Jon Abrahamsson Ring, CEO Inter IKEA Group said: "The collaboration between Space10 and Inter Ikea Group has been a great learning [experience] with multifaceted achievements and outcomes over the years. Space10 has challenged our mindset of thinking outside the box, they have been our eyes around the corner looking into the future, facilitating new partnerships and business ventures, helping us investigate how we can create a better everyday life for many people. But perhaps most significantly, the partnership between Inter Ikea and Space10 has motivated our internal innovation culture and inspired us in how we approach innovation at Ikea."
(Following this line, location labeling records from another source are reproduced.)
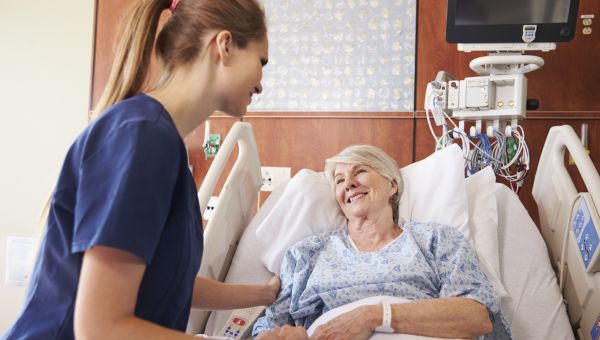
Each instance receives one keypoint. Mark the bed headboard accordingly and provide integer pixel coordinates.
(554, 193)
(234, 208)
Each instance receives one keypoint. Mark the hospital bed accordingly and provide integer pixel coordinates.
(533, 303)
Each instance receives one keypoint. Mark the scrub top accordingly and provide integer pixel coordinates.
(125, 183)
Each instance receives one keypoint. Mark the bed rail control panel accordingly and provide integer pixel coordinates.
(240, 322)
(586, 228)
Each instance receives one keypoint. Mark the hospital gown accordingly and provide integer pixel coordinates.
(427, 261)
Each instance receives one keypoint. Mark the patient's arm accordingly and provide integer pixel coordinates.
(215, 295)
(453, 317)
(445, 318)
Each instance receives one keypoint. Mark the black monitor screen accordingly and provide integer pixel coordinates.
(493, 21)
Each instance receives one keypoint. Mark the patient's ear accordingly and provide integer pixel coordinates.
(394, 188)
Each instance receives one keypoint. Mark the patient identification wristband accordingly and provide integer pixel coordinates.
(386, 324)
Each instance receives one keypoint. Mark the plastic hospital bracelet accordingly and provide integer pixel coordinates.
(386, 324)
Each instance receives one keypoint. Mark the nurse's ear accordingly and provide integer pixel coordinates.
(224, 46)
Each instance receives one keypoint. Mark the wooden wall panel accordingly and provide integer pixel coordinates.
(567, 82)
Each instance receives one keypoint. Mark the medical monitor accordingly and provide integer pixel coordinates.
(510, 21)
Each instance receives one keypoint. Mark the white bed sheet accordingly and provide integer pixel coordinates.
(533, 306)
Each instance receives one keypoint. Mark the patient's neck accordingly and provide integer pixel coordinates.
(369, 235)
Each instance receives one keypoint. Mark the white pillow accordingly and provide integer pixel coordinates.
(306, 207)
(434, 191)
(483, 220)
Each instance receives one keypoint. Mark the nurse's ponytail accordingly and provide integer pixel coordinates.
(179, 43)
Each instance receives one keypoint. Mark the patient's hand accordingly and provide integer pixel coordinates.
(286, 332)
(354, 325)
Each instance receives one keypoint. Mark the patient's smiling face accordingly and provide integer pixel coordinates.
(361, 191)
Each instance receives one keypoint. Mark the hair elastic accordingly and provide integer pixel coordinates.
(174, 4)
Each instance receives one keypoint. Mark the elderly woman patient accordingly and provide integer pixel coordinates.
(429, 264)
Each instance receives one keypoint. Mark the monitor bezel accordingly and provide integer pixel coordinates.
(473, 34)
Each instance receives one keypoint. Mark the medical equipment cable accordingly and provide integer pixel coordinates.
(484, 151)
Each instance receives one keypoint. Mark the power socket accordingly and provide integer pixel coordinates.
(273, 176)
(210, 207)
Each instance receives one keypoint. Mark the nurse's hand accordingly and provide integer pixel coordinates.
(286, 332)
(272, 289)
(353, 325)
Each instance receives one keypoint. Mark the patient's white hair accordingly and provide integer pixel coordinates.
(374, 158)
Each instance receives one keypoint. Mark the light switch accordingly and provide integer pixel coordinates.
(18, 257)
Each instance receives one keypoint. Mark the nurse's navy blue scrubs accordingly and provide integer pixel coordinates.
(125, 184)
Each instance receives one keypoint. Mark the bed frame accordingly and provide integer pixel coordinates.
(235, 208)
(555, 193)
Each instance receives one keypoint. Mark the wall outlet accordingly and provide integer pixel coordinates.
(19, 257)
(210, 207)
(273, 176)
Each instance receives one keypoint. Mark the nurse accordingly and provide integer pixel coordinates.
(123, 241)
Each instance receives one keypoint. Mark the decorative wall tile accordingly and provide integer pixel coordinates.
(339, 55)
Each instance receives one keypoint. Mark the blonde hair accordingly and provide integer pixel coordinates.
(179, 42)
(374, 158)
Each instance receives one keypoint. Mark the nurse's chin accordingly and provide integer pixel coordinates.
(233, 112)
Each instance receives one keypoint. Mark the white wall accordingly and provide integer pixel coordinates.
(45, 71)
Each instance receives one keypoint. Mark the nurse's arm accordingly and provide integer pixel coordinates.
(215, 295)
(106, 298)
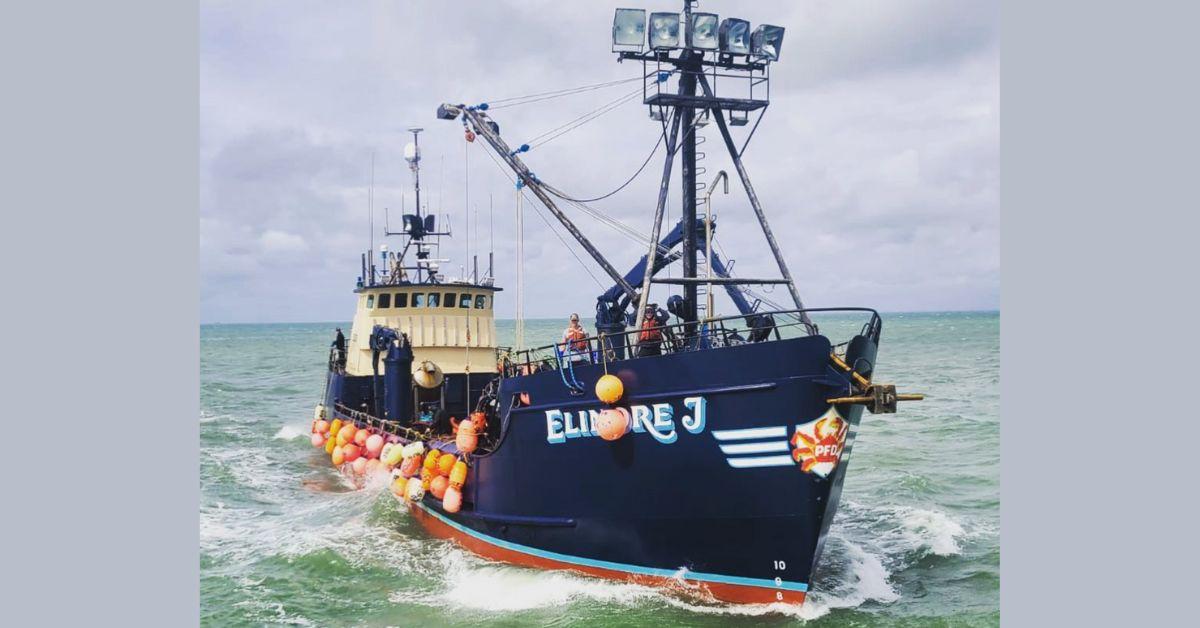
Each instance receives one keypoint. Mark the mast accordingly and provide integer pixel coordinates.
(417, 167)
(689, 69)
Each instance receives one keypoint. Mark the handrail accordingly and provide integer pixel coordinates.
(675, 339)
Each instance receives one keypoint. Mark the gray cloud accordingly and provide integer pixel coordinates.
(877, 161)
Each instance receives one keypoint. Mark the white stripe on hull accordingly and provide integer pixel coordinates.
(751, 432)
(755, 448)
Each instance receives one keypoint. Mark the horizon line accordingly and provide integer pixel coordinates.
(558, 317)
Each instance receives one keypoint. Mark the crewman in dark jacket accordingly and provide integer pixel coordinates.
(340, 345)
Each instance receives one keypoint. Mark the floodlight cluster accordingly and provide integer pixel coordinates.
(705, 33)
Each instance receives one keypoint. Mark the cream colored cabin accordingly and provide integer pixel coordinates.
(451, 324)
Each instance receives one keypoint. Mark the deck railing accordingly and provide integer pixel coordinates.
(677, 338)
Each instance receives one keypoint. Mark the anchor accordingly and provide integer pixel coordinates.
(879, 399)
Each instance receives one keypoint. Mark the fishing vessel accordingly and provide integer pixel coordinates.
(671, 446)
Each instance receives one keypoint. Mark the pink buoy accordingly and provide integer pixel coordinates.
(375, 466)
(467, 441)
(453, 500)
(375, 446)
(612, 424)
(346, 435)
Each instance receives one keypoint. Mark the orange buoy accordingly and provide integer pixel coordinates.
(438, 486)
(414, 490)
(610, 388)
(375, 446)
(453, 500)
(459, 474)
(411, 466)
(612, 424)
(346, 435)
(467, 440)
(480, 420)
(445, 464)
(427, 478)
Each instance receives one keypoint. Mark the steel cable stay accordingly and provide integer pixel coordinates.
(567, 127)
(569, 249)
(499, 103)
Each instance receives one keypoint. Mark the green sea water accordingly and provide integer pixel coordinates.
(286, 540)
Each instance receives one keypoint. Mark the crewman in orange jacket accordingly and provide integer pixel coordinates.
(649, 339)
(575, 338)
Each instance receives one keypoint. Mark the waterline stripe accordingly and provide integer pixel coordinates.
(751, 432)
(617, 567)
(755, 448)
(761, 461)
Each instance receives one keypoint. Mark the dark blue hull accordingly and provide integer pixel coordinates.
(719, 503)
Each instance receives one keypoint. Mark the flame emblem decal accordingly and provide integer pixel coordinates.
(817, 444)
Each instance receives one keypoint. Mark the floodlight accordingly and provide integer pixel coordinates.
(703, 31)
(735, 36)
(766, 41)
(629, 27)
(664, 30)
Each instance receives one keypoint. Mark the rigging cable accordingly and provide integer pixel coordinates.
(552, 229)
(571, 125)
(499, 103)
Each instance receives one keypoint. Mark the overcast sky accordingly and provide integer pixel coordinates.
(876, 162)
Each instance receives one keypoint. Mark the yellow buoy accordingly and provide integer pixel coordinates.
(610, 388)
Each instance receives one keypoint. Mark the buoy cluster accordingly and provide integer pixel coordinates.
(613, 422)
(414, 468)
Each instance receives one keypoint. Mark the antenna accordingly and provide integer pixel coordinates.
(371, 217)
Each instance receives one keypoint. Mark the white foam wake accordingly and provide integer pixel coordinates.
(930, 531)
(291, 432)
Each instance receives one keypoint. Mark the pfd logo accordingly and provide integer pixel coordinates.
(817, 444)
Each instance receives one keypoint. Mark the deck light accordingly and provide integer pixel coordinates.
(664, 30)
(703, 31)
(735, 36)
(629, 28)
(766, 41)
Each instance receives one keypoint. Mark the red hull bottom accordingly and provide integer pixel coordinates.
(724, 592)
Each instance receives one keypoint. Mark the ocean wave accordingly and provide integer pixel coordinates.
(291, 432)
(930, 531)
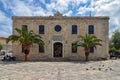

Wallpaper posted a nice Top 10 collection of the studio's projects that "shaped conversations in everything from technology to design, architecture and food."

Article: Ikea’s Space10: a Decade of Ground-Breaking Design Ideas
Learning, Social Transition
A rational management approach to saving our biosphere
To save our biosphere we need to learn to curb upstream consumption, not just downstream emissions. So says scientist and policy analyst Vaclav Smil in his book, Grand Transitions: How the Modern World Was Made

From a hundred or so years ago up to the 1970s, we were worried there would be too many of us. Now, Vaclav Smil says the issue isn't the number of people on the planet, it's their level of consumption. "Imagine," he says "if you had only two billion people on the planet, but they all consumed at the average American level. God forbid."

But he is hopeful. "Our greatest hope is to finally realize how wasteful we are. We simply need to do what I call “rational management.” And according to him, the science, technology and know-how we need to practice this new skill is already there. 

I like his positioning of doing more with less as rational management. I like it a lot more than the concept of "degrowth," which is bad messaging as likely to garner more fear and scorn than understanding. Who doesn't want to be rational? Who doesn't want to manage well? Who doesn't want a higher quality of life, a more energy efficient house and a car that will last 35 years?

And I like that his doing more with less strategy can be accomplished in small, discrete and measurable steps. As he says "In 1997, nations agreed to limit the use of chlorofluorocarbons to repair the hole in the ozone layer. Today, we don’t worry much about that hole."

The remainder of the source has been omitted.